Dies ist die erste umfassende Geschichte der SA. Daniel Siemens, einer der renommiertesten deutschen Historiker der jüngeren Generation, beschreibt darin den Aufstieg der Ordnertruppe, die für die Hitlerbewegung den Straßenkampf gegen die politischen Feinde ausfocht. Bis zu den frühen dreißiger Jahren verwandelte sich die SA dann von einer Schlägertruppe zum entscheidenden Faktor bei der Machteroberung der Nationalsozialisten.
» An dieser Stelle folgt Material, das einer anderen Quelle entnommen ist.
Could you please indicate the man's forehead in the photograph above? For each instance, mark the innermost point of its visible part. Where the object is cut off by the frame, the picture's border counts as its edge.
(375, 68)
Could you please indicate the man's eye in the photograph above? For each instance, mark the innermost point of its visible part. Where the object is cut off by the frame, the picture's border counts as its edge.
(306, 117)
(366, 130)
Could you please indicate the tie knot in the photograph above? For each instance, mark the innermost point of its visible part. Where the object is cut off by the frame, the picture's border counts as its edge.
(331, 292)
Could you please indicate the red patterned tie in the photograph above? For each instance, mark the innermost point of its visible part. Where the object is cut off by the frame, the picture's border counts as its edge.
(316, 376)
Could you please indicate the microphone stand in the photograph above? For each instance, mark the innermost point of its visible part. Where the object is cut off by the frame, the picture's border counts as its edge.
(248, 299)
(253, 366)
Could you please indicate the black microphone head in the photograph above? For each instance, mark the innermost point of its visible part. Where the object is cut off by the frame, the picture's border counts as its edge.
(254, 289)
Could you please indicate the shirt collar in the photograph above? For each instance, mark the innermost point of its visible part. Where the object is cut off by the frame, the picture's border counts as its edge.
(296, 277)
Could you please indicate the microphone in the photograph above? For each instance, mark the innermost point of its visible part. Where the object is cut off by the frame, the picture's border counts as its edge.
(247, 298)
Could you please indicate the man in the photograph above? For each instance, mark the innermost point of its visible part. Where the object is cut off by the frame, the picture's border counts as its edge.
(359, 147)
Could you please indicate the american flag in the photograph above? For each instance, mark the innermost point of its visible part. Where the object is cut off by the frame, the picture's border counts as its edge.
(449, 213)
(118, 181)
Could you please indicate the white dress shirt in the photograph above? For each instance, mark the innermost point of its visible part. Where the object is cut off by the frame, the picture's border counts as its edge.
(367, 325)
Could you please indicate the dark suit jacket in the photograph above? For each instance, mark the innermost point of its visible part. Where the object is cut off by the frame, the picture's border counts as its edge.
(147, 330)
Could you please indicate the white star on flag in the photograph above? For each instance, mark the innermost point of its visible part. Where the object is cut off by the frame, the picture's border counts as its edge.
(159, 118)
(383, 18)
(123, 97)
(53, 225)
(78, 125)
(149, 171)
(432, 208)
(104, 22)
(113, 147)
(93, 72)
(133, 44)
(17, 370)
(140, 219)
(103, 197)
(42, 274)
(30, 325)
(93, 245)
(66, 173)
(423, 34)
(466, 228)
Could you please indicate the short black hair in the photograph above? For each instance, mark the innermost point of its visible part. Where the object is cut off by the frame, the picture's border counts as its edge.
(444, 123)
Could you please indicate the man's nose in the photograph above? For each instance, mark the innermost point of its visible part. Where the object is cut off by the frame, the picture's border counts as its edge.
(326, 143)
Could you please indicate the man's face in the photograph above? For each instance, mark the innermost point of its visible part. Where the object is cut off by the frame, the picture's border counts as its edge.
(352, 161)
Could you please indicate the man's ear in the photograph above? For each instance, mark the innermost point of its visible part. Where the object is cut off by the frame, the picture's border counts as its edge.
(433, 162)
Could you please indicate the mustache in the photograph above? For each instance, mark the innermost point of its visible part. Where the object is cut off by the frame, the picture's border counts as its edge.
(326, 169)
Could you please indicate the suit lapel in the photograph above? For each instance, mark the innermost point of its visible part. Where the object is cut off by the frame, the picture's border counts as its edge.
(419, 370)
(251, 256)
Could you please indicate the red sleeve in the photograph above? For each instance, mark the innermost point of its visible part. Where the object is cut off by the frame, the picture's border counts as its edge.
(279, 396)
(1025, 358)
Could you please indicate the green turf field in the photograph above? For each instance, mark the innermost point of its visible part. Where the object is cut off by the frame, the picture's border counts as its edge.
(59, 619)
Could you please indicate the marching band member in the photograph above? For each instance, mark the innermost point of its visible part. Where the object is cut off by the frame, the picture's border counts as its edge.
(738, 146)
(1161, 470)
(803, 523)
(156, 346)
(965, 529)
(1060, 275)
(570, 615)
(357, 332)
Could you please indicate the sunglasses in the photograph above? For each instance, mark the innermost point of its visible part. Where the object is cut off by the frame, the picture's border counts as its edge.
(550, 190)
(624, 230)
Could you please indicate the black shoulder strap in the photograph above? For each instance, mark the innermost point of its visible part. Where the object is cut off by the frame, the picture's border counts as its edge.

In seinem Standardwerk zeigt Daniel Siemens zudem, wie sogar nach den Säuberungen beim "Röhm-Putsch" 1934 die SA eine überraschend aktive Rolle in der nationalsozialistischen Eroberungs- und Vernichtungspolitik und dem Holocaust spielte.
Autorenporträt
Daniel Siemens, geboren 1975 in Bielefeld, ist Professor für Europäische Geschichte an der Newcastle University und Fellow der Royal Historical Society. Er ist Autor zahlreicher Publikationen zur Geschichte des 19. und 20. Jahrhunderts, darunter der hochgelobten Studie "Horst Wessel. Tod und Verklärung eines Nationalsozialisten" (Siedler 2009), die mit dem Preis Geisteswissenschaften International ausgezeichnet wurde.
Rezensionen

Süddeutsche Zeitung - Rezension
Süddeutsche Zeitung | Besprechung von 24.06.2019

Die drei
Leben der SA
Daniel Siemens erklärt die Rolle der Sturmabteilung,
die auch nach dem Röhm-Mord 1934 bedeutsam blieb
VON ISABELL TROMMER
Im Jahr 1951 erscheint im Rowohlt-Verlag „Der Fragebogen“ von Ernst von Salomon, einer der größten Bucherfolge der jungen Bundesrepublik. Der Roman, der wie eine Autobiografie anmuten soll, nimmt sich den Entnazifizierungsfragbogen zur Grundlage. Salomon war am Kapp-Putsch beteiligt gewesen und hatte der paramilitärischen Organisation Consul angehört. In dem Buch berichtet er davon, wie er 1945 in einem amerikanischen Internierungslager den ehemaligen SA-Obergruppenführer Hanns Ludin kennenlernt: „Ich fragte ihn sofort, aus welchem Grunde er nach dem 30. Juni 1934 hoher Führer der SA geblieben sei. Er antwortete ebenso aggressiv: aus den gleichen Gründen, aus welchen er seinerzeit in die SA eintrat; er habe nach einer Gelegenheit gesucht, in großem Rahmen pädagogisch zu wirken, durch Vorbild und Beispiel männliche Tugenden zu pflegen, Kameradschaft, Treue, Anständigkeit.“ Daran habe sich nach 1934 nichts geändert, im Gegenteil.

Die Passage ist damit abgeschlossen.